As a sidenote: converting between function pointers and void* is a bad practice in C++ since you lose valuable type information.
The typedef line is AnimalCreation being defined as a function pointer type
Function foo takes in a void * argument which it casts into an AnimalCreation type (ie into the function pointer type). It can then invoke the function via the function pointer. This invocation returns a void * (as per the typedef - the part before the firts bracket is the return type, hence void*) which is then casted to an Animal* by reinterpret_cast.
If you removed the asterisk from the typdef - it would still declare a function pointer type, but now the return value would be void instead of void * (ie nothing returned, rather than a pointer). You could still invoke the function via the function pointer, but it would not return anything.
All in all, this is a nice little function pointer tutorial.
EDIT : the big picture of what this code seems to be doing - this is one way of implementing a 'Factory Pattern' in C++ - abstracting the creation of an object, and returning a polymorphic base class pointer to a derived class. Casting between void * and function pointers and reinterpret_cast is not the nicest way to achieve this, for alternatives you could look here
First off, this is quite ugly C-style code.
typedef void*(*AnimalCreation)();
To interpret this, follow the general rule of C & C++ declaration reading: if you type the declaration as an expression, you'll get its type.
*AnimalCreation
This means AnimalCreation
is a pointer (*AnimalCreation)()
This means *AnimalCreation
is a function taking no arguments, so AnimalCreation
is a pointer to function taking no arguments void *(*AnimalCreation)()

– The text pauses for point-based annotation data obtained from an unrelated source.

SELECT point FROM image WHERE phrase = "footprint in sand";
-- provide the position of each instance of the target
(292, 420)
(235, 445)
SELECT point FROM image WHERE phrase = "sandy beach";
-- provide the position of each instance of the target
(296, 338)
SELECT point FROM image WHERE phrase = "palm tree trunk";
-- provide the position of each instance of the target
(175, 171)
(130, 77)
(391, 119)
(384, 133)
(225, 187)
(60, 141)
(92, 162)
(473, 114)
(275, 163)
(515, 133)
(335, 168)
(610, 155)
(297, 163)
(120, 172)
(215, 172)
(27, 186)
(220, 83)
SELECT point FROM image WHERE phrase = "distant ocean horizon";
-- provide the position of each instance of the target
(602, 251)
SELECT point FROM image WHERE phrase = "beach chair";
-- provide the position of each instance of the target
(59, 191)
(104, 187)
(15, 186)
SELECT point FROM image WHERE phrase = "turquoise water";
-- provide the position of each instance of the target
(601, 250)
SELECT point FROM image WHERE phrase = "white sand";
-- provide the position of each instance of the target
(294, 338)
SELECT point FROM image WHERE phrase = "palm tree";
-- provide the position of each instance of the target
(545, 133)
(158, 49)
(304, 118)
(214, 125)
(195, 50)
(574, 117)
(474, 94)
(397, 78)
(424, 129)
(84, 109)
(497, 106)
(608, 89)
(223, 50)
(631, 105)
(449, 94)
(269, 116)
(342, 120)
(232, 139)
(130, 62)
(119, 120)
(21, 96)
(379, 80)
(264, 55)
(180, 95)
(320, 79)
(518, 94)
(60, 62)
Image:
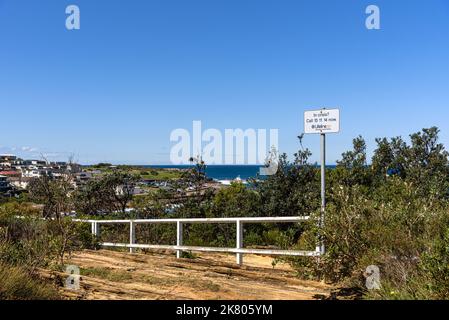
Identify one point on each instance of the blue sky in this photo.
(136, 70)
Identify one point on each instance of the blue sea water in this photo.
(224, 172)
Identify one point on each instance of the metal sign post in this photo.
(323, 189)
(322, 122)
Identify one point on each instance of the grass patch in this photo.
(17, 284)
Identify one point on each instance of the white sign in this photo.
(322, 121)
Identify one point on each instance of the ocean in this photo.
(224, 172)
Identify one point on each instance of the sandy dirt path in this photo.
(109, 274)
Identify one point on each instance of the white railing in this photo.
(179, 247)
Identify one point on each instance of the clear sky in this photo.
(136, 70)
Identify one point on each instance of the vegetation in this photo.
(392, 212)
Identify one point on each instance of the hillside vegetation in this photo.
(391, 211)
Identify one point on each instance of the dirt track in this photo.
(117, 275)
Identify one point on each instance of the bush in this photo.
(17, 284)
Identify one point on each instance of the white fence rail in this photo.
(239, 250)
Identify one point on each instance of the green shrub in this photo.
(16, 283)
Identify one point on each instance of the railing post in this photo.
(178, 238)
(132, 235)
(95, 229)
(239, 242)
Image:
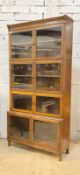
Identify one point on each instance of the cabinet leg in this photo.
(60, 156)
(67, 151)
(9, 143)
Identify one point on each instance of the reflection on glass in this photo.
(22, 45)
(48, 105)
(45, 132)
(48, 77)
(49, 42)
(23, 102)
(19, 127)
(22, 76)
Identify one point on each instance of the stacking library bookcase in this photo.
(40, 84)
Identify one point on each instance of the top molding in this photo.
(59, 19)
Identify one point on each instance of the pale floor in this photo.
(18, 160)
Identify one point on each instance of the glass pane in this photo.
(48, 105)
(19, 127)
(48, 77)
(22, 76)
(45, 132)
(49, 42)
(22, 45)
(23, 102)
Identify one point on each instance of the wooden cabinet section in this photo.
(40, 83)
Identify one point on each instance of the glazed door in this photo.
(48, 105)
(49, 42)
(21, 76)
(19, 127)
(49, 77)
(45, 133)
(21, 45)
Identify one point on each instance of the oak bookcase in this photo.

This means (*AnimalCreation)()
is a void*
(= pointer to void
), so AnimalCreation
is a pointer to a function which takes no arguments and returns a void*
. If it was just typedef void (*AnimalCreation)();
, it would be a pointer to a function taking no arguments and returning no value (ie returning void
).
Now, foo()
.
That takes a void*
(pointer to anything) and interprets it as AnimalCreation
- as a pointer to function taking no arguments and returning a void*
. If the argument passed to foo
was actually of that type, all is well. If something else is passed in, the program will exhibit Undefined Behaviour, which means anything can happen. It would most likely crash, as it could be trying to interpret data as code, for example.
foo()
calls that function passed in, which returns a void*
. foo()
then interprets that as a pointer to Animal
. If that's what the function actually returned, great. If not, Undefined Behaviour again.
Finally, the call you're showing will force the Undefined Behaviour to happen, because it's passing in the address of a pointer to an object. But, as stated above, foo()
will interpret that as the address of a function, and try to call that function. Hilarity ensues.
To summarize, such code is bad and its author should feel bad. The only place you'd expect to see such code is interoperability with a C-style external library, and in such case it should be extremely well documented.